Gomez had already acquired another ally on that mission, and he would soon come to understand how important an ally it could be; he’d recently become a member of SkillsUSA. “One of my instructors, Jim Reinhard, got me to join and participate in the contests,” Gomez says. But it was more than just the contests that began to influence the young student.
“At first, it was more social than leadership,” he adds. “But we got to learn and love the organization, and later, it became leadership. I didn’t know it at the time, but SkillsUSA kept me connected, gave me a rationale for being [in school] and gave me the leadership and survival skills to get through and beyond any obstacles.”
Gomez labels his first competitive experience (in Cabinetmaking) a “colossal failure.” The next year, he became the state champion. “I adapted,” he explains. “I had a plan to optimize my time before I even started. It was that organization and those [soft] skills I learned in SkillsUSA that got me through.”
Those skills became a launching point for Gomez after high school, as his guidance counselor’s advice went spectacularly unheeded: three years in architectural school, a bachelor’s degree in education, a career as a technology education instructor on the middle- and high-school levels, a master’s degree in education and, most recently, a Ph.D. in industrial and systems engineering from the University of Wisconsin, where he currently teaches. He’s also served as a SkillsUSA advisor, part of a team at Sun Prairie (Wis.) Area School District that grew the program from nothing in 2005 into the state’s largest SkillsUSA chapter by 2010. The once uninspired student is now inspiring change in education with curriculum he’s developed through the STEM Academy, an organization Gomez co-founded in 2008 (www.stem101.org).

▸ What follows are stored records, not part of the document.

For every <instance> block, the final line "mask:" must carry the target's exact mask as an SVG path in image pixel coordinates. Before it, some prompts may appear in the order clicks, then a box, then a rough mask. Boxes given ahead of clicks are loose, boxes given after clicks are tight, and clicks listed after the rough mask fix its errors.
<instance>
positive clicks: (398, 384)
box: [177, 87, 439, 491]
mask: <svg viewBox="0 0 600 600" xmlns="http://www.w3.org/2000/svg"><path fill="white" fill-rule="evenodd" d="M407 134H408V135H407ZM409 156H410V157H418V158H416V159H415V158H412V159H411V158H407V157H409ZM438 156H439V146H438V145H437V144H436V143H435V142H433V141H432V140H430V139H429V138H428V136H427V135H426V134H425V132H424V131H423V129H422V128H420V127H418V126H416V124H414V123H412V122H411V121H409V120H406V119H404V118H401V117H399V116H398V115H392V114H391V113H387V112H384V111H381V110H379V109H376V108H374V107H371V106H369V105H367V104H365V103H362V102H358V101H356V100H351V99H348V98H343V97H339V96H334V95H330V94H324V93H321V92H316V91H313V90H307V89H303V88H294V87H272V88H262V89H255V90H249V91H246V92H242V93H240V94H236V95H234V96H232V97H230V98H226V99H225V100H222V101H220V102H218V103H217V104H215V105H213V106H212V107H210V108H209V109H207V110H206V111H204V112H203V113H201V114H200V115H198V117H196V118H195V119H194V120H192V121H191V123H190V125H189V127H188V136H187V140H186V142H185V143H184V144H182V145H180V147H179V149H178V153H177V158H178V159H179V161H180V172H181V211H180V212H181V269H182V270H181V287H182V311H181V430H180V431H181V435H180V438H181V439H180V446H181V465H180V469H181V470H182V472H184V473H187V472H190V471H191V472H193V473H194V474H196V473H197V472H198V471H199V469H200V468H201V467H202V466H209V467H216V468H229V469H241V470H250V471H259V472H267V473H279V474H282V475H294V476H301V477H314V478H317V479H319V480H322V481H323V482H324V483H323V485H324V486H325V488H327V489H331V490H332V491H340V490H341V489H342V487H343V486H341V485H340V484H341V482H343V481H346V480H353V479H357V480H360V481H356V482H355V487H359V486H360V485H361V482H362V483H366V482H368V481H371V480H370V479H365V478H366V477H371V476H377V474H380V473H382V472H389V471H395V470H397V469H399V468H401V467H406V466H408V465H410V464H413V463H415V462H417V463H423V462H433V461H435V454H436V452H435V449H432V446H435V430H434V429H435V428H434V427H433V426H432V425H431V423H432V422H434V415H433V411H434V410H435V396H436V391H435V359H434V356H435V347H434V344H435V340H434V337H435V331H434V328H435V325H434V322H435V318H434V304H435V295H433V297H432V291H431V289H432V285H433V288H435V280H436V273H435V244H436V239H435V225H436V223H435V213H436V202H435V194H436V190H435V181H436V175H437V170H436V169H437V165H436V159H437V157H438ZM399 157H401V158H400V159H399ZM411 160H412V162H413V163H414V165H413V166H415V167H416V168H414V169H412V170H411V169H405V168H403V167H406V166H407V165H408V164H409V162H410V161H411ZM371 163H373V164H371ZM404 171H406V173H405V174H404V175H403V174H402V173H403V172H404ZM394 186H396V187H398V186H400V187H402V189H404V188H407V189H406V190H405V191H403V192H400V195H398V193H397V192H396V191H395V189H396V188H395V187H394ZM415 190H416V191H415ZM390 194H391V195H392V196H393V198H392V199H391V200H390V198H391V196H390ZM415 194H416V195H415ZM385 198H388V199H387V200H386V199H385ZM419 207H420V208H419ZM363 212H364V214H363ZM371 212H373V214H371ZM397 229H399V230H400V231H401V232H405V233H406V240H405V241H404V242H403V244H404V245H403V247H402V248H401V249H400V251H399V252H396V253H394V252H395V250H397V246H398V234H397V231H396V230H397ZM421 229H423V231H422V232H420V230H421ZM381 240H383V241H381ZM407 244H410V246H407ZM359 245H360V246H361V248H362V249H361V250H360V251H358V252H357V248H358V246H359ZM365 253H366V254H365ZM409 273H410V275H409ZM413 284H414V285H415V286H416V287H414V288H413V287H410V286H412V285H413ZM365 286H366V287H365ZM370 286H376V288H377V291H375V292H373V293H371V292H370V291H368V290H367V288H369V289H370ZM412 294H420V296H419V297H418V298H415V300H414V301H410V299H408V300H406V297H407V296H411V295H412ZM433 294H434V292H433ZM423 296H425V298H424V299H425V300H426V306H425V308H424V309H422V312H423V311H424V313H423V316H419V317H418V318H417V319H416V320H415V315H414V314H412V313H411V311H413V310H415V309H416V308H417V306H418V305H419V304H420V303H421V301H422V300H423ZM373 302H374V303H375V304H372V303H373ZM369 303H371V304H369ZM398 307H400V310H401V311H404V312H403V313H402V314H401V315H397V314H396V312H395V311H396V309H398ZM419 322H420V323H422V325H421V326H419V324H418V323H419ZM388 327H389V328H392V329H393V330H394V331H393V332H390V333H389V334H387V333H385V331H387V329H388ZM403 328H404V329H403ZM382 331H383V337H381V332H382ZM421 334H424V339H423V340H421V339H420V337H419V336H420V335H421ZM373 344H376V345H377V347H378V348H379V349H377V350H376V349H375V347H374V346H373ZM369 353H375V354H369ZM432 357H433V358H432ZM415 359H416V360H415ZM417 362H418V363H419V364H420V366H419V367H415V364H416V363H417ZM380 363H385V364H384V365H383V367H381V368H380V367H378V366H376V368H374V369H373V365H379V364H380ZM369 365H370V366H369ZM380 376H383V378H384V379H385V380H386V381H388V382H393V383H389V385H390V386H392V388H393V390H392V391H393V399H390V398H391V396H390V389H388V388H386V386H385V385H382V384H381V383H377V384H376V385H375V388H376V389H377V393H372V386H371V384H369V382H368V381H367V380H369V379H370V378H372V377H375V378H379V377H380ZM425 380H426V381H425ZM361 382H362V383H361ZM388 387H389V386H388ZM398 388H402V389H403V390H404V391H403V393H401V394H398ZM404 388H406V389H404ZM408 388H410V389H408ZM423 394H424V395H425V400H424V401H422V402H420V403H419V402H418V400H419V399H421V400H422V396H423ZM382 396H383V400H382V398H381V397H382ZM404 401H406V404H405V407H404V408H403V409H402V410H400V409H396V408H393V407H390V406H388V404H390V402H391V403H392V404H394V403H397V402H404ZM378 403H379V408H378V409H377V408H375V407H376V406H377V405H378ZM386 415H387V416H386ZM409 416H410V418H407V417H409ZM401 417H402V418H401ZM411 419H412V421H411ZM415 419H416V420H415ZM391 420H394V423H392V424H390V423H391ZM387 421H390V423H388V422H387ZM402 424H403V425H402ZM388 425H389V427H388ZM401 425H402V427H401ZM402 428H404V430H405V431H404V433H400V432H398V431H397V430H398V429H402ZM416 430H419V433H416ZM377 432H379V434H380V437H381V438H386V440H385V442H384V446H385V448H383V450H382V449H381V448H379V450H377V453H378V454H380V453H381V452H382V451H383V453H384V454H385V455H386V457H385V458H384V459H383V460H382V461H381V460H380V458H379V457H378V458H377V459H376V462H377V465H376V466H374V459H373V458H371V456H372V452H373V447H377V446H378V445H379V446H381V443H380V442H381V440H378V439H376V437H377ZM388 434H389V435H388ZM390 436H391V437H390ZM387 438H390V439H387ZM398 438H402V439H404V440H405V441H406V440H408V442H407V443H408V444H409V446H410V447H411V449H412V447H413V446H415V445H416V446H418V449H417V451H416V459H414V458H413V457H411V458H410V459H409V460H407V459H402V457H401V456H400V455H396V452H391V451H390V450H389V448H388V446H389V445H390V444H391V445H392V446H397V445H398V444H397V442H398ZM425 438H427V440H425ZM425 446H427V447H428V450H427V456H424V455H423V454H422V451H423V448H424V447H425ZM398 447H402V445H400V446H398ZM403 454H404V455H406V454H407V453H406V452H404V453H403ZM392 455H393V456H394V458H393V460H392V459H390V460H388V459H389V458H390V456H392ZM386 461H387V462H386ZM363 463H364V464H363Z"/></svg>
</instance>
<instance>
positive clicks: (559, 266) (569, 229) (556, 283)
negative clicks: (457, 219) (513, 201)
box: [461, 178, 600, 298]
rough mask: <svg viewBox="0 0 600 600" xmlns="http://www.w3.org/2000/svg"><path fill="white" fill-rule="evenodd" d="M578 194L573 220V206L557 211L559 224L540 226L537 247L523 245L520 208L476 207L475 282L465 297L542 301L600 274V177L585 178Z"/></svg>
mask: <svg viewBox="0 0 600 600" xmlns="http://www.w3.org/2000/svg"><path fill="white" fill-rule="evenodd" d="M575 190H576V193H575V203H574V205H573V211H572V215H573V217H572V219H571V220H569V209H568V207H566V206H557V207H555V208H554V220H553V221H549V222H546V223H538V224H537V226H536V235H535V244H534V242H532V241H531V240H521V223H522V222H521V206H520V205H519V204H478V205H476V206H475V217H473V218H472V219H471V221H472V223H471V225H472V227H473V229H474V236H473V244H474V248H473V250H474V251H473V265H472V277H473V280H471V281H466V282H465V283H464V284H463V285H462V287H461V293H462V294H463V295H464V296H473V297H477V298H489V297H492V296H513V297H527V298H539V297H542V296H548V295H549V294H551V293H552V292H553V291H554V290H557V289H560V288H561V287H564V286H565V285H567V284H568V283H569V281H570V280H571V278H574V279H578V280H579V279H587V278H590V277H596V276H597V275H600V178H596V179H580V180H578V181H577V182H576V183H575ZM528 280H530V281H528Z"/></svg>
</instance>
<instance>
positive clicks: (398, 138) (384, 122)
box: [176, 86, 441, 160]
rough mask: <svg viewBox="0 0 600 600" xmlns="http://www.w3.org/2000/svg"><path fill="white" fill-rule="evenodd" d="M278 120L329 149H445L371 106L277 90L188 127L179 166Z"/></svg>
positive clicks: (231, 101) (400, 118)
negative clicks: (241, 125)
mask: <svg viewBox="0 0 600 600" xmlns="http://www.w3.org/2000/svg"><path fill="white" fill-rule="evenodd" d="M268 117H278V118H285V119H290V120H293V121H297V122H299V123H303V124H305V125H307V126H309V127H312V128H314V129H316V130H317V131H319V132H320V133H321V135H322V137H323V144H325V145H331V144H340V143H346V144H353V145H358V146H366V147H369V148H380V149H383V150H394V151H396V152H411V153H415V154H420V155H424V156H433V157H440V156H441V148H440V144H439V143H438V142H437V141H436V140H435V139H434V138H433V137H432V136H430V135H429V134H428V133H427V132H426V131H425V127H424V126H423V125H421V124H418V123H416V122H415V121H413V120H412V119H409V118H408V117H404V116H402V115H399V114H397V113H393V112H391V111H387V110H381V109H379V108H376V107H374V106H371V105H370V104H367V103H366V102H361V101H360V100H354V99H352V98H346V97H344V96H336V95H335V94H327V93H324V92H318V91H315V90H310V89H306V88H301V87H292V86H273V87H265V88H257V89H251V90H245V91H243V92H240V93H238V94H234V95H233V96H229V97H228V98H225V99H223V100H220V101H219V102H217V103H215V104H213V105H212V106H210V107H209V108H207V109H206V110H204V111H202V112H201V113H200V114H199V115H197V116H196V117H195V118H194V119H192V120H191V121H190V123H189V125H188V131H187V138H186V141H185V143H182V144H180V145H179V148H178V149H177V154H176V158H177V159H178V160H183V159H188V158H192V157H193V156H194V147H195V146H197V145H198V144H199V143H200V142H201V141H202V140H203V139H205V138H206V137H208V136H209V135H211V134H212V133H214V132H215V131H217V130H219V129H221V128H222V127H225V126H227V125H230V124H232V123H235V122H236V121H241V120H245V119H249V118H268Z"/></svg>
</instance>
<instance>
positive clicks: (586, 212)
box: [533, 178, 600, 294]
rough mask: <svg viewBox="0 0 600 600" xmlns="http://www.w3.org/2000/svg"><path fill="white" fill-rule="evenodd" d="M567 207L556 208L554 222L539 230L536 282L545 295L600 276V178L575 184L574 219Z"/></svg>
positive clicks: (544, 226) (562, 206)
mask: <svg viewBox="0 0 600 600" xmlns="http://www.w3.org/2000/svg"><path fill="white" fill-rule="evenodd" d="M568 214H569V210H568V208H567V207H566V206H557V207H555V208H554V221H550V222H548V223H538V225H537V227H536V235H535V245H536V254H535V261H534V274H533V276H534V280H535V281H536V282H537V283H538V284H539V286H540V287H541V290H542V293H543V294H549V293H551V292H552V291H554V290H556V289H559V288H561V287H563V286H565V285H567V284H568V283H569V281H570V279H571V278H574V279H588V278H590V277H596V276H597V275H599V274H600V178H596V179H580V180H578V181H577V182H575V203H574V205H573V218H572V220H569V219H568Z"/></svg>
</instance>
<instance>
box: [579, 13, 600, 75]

“Decision-makers in education think if it was good enough the way they did it ‘back then,’ it’s good enough today,” he says. “That’s not a vision. That’s like a wake at a funeral.”
How do programs like SkillsUSA fit in? “Here’s where the hair on the back of my neck stands up,” Gomez exclaims. “STEM is an integrated approach to education. SkillsUSA is a celebration of the things that are integrated in class and school. It’s evidence that you ‘can do’ and are not just a piece of paper. GPA is an indicator of your potential. It’s not the only indicator.” Gomez is evidence of that.